When brain aneurysms (weaknesses in brain artery walls) rupture, blood shoots out into the space between the brain and skull. This situation is called “aneurysmal subarachnoid hemorrhage” (aSAH) and it kills nearly 50% of patients. Many of those who survive develop delayed ischemic neurological deficits and infarction. Scientists have suspected that these cognitive deficits and stroke occur when spasms narrow the large arteries supplying the brain and then blood flow to the brain is reduced. Therapies that prevent vasospasm, though, have not improved blood supply to the brain or prevented stroke. So the investigators instead suggest involvement of an alternative pathway.    

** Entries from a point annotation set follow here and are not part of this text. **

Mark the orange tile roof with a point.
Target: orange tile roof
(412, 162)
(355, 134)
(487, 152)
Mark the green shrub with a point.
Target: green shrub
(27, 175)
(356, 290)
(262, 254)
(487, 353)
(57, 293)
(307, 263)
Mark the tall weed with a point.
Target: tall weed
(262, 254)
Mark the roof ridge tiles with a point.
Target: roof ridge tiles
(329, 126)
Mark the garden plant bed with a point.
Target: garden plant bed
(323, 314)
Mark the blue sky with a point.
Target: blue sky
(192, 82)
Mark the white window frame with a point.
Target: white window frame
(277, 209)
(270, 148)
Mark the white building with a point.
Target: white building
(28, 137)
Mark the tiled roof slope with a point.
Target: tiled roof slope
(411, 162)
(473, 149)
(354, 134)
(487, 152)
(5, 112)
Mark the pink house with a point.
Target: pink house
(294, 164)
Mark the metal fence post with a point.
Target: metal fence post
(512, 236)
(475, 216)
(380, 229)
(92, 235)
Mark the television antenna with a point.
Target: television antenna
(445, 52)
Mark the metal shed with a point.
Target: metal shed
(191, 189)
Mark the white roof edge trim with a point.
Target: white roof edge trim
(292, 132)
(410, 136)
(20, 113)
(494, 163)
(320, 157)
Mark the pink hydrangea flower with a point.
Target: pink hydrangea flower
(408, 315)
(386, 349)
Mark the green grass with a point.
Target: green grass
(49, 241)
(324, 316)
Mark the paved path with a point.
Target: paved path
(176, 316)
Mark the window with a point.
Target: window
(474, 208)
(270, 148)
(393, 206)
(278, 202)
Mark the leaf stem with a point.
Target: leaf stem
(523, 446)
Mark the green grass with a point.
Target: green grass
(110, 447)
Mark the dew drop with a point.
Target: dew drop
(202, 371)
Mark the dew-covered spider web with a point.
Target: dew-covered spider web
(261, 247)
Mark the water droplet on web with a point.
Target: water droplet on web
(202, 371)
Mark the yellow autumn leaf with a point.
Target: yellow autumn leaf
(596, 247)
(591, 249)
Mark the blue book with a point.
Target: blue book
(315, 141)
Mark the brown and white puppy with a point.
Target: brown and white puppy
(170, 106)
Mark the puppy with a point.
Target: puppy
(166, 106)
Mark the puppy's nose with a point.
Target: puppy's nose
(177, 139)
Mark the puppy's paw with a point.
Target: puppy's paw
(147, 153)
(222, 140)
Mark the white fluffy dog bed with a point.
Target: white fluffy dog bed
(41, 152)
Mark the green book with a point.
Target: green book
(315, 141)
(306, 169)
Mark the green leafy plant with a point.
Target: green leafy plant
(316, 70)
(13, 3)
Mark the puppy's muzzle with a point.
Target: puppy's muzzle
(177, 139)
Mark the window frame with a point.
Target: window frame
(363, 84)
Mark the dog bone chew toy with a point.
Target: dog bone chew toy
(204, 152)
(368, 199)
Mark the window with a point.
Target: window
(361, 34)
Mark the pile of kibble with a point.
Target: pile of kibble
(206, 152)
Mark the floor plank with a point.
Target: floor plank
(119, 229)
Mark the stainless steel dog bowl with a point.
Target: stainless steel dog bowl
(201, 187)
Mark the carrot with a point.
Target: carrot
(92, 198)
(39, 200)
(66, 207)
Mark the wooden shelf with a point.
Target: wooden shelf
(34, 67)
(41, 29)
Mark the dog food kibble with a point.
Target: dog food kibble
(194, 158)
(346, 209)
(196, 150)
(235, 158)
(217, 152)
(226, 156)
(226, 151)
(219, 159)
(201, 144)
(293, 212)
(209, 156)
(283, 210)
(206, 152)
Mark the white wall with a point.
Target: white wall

They hypothesize that the delayed ischemic neurological deficits and stroke following aSAH may arise from tiny blood clots that form in the small vessels (“microemboli”) in the brain and induce intense electrical changes in the brain. They further hypothesize that variations in certain genes may underlie formation of microemboli and electrical changes. Their hypotheses are based in part on similar observations of a genetic predisposition to microemboli and electrical changes that can occur in some people with migraine.    

In this two-phase research, the investigators first will undertake studies to better characterize the electrical changes (called “cortical spreading depression”) and microemboli formation. They also will examine the role that these two factors may play in the delayed neurological deficits and infarction following aSAH, and how these processes interact.  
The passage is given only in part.